La manne gazière reste sous-exploitée, avec des exportations de gaz en 2023-2024 au plus bas depuis 2011. Le pays possède les 5èmes réserves de gaz naturel d’Afrique et les 22èmes à l’échelle mondiale. Elle en est le 5ème producteur africain et le 39ème mondial. Des 24,3 Mds de m3 produits, seulement 3 Md m3 seraient exportés vers l’Italie alors que la capacité annuelle du gazoduc Greenstream reliant la Libye à la Sicile s’élève à environ 10 Md m3 par an. Le reste du gaz est principalement utilisé pour la génération électrique et l’industrie. En 2023, la NOC et Eni ont signé un accord pour le développement de deux champs gaziers offshore. Eni a annoncé un investissement de 8 Md$ qui permettrait de produire environ 7,5 Mds de m3/an à partir de 2026.

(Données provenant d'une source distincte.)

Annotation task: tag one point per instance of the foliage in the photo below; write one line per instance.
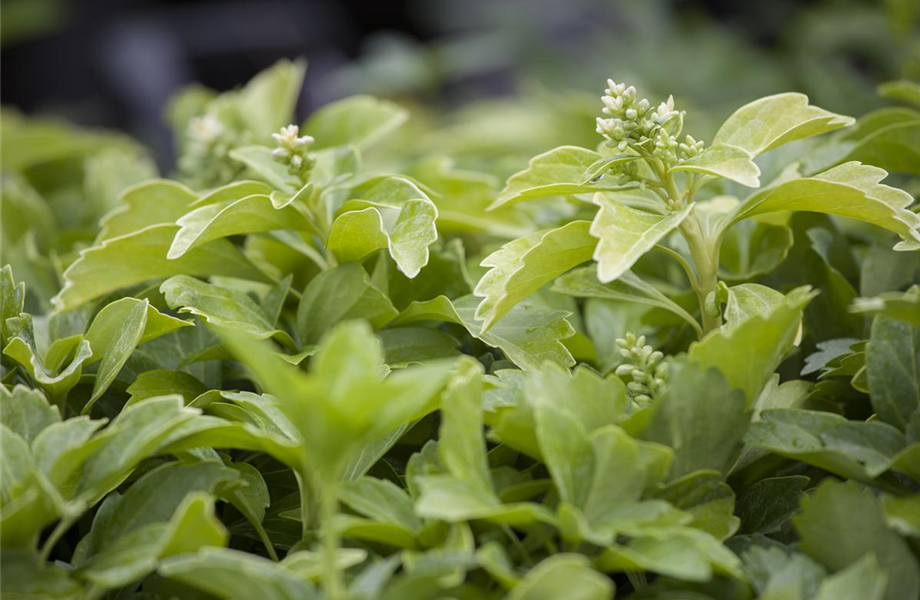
(655, 368)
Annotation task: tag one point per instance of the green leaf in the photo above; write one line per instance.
(250, 214)
(386, 212)
(236, 575)
(461, 447)
(904, 306)
(140, 257)
(700, 417)
(563, 576)
(529, 334)
(752, 248)
(858, 450)
(626, 234)
(222, 307)
(340, 294)
(864, 579)
(155, 497)
(406, 345)
(688, 555)
(776, 120)
(162, 382)
(382, 501)
(521, 267)
(583, 283)
(24, 577)
(724, 160)
(559, 172)
(358, 120)
(893, 368)
(849, 190)
(769, 503)
(902, 89)
(132, 436)
(26, 411)
(267, 102)
(108, 322)
(12, 299)
(761, 327)
(156, 202)
(117, 353)
(831, 535)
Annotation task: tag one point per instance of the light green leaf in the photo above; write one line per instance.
(853, 449)
(162, 382)
(358, 120)
(345, 292)
(140, 257)
(132, 436)
(117, 353)
(222, 307)
(724, 160)
(382, 501)
(626, 234)
(559, 172)
(522, 266)
(752, 248)
(23, 577)
(529, 334)
(865, 579)
(155, 202)
(830, 534)
(769, 503)
(461, 447)
(250, 214)
(406, 345)
(386, 212)
(260, 160)
(156, 496)
(849, 190)
(893, 368)
(776, 120)
(706, 497)
(567, 576)
(700, 417)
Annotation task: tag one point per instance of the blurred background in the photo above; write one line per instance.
(116, 63)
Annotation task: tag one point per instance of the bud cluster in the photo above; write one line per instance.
(205, 160)
(647, 370)
(634, 122)
(293, 151)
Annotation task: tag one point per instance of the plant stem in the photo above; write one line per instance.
(706, 259)
(332, 575)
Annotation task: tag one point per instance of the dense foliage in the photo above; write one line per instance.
(328, 361)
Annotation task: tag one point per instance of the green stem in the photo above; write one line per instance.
(706, 259)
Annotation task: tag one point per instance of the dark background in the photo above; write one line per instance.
(115, 63)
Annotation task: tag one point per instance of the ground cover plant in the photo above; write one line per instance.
(325, 361)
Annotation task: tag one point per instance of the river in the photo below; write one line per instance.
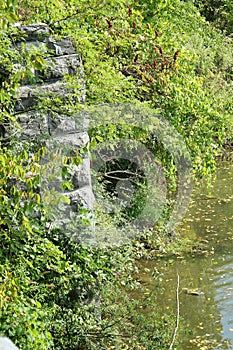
(206, 280)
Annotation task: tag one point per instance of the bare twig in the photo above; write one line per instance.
(178, 313)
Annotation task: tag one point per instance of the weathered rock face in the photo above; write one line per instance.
(38, 107)
(6, 344)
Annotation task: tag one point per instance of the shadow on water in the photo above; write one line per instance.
(206, 282)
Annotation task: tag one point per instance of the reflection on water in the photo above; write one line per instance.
(207, 318)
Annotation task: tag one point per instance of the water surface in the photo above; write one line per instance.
(207, 318)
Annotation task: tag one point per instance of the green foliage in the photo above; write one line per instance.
(55, 293)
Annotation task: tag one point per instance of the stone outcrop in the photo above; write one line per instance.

Le contrôle du secteur des hydrocarbures est au centre des convoitises. Alors que la plupart des champs et terminaux pétroliers sont contrôlés par l’ANL du Maréchal Haftar, les revenus en devises arrivent théoriquement sur les comptes de la Banque centrale libyenne (BCL) basée à Tripoli. Alors qu’il n’y a pas de budget national stricto sensu, c’est la BCL qui encaisse les recettes pétrolières et les redistribue aux deux gouvernements, exerçant ainsi un contrôle sur leurs dépenses. Les blocages des champs pétroliers sont ainsi régulièrement utilisés comme mesure de rétorsion politique, avec le dernier en date du 26 août au 3 octobre 2024 en réponse au limogeage du gouverneur de la BCL par le Conseil présidentiel.

Le secteur du raffinage a largement souffert de dix années de crise. Les cinq raffineries libyennes, dont la plupart sont à l’arrêt, produisent environ 90 000 b/j, soit seulement un tiers de la consommation libyenne, alors que leur capacité théorique s’élève à 250 000 b/j. La Libye est ainsi dépendante des importations pour son approvisionnement en produits pétroliers raffinés. L’essence est par ailleurs fortement subventionnée et vendue à 0,03$ le litre, favorisant la contrebande.

La NOC utilise depuis 2022 un mécanisme de swap pour s’approvisionner en produits pétroliers raffinés qu’elle distribue ensuite à la Brega Oil Compagny. En l’absence de liquidités permettant à la NOC d’acheter des produits raffinés, celle-ci demande à des traders d’échanger une partie des recettes de la vente de brut contre des produits raffinés. Le Bureau d’Audit a épinglé l’illégalité de ces pratiques.